The tariff increase is projected to have a modest macroeconomic impact, potentially reducing India’s GDP growth by 0.2%, from 6.6% to 6.4%. However, sector-specific challenges could lead to supply chain disruptions and reduced competitiveness against countries like Vietnam (20% tariff) and Korea (15% tariff). India’s consumer-led economy, with exports accounting for only 20% of GDP, provides some resilience compared to export-heavy economies like Vietnam (87% of GDP).

Geopolitical Context of the Tariff Increase

The tariff increase is not solely economic but also tied to geopolitical strategies. The US has cited India’s purchases of Russian oil and military hardware as a point of contention, with potential penalties under the proposed Russian Sanctions Act, 2025, threatening up to 500% duties. This underscores the complex interplay between trade and international relations, as India balances strategic autonomy with economic interests.

Global Trade Dynamics

The tariff increase is part of a broader US policy imposing tariffs on 68 countries, ranging from 10% to 41%. For instance, China faces a 54% total tariff, while Canada contends with 35%. India’s 25% tariff, though significant, is lower than some competitors, offering a comparative advantage.
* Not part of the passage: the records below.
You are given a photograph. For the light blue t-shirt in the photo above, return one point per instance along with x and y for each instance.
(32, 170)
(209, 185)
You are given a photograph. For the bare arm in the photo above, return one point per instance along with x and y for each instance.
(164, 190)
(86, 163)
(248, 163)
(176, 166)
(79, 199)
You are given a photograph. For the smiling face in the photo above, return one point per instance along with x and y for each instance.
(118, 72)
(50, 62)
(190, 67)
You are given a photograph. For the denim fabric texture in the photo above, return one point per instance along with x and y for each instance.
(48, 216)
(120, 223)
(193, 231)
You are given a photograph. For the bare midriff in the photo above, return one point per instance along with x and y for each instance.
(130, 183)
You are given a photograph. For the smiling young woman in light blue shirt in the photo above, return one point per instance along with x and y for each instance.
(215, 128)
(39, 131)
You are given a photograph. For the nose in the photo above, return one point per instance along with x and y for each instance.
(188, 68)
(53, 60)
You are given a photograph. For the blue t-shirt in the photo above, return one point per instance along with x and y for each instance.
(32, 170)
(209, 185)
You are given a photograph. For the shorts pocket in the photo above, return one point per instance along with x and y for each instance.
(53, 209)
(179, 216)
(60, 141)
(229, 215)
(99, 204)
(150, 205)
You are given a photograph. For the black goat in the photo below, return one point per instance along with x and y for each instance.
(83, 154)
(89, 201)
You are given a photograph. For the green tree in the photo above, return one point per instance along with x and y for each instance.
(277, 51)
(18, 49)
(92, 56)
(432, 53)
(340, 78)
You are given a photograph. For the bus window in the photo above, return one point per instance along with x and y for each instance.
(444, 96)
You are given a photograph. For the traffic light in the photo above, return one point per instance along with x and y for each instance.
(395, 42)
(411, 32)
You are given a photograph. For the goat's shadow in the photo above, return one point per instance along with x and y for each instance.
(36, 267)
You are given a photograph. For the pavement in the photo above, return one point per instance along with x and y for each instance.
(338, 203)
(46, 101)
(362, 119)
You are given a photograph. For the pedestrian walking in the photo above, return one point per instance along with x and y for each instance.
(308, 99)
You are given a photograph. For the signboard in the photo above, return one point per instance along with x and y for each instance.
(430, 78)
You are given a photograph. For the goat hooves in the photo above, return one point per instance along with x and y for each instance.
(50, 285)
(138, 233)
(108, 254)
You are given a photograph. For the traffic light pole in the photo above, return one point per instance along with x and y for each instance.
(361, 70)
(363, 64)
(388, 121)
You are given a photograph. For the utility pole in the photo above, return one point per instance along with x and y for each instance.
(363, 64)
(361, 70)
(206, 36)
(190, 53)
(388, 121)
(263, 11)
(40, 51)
However, the global trade landscape remains volatile, with ongoing legal challenges, such as a US Federal Court ruling the tariffs unlawful on May 28, 2025, only for an Appeals Court to reinstate them.

Opportunities Amid the Tariff Increase

Despite challenges, the tariff increase presents opportunities for India:

  • Manufacturing Hub Potential: India’s lower tariffs compared to China and Taiwan make it an attractive alternative for US importers, especially in electronics and textiles.
  • Service Sector Stability: India’s IT and service sectors, such as TCS and Infosys, remain unaffected by the tariff increase, providing economic stability.
  • Investment Incentives: Enhanced production-linked incentives in high-tech sectors could attract US firms seeking to diversify supply chains away from China.

Long-Term Strategies for India

To counter the tariff increase, India must focus on:

  1. Diversifying Export Markets: Expanding trade with Europe, Africa, and ASEAN countries to reduce US market dependence.
  2. Boosting Domestic Manufacturing: Leveraging initiatives like Make in India to enhance self-reliance and reduce export vulnerabilities.
  3. Strengthening Trade Diplomacy: Prioritizing the BTA to secure favorable terms and mitigate future tariff hikes.
  4. Investing in Technology: Scaling up semiconductor and renewable energy sectors to align with global supply chain shifts.

Conclusion: Navigating the Tariff Increase

The tariff increase poses challenges for India’s export-driven sectors but also opens doors for strategic realignment. By leveraging its consumer-led economy, diversifying markets, and strengthening trade negotiations, India can mitigate the impact of the tariff increase. The US-India trade relationship, valued at $131.84 billion in 2024-25, remains critical, and a balanced BTA could ensure mutual benefits. As global trade dynamics evolve, India’s ability to adapt will determine its economic resilience in the face of the tariff increase.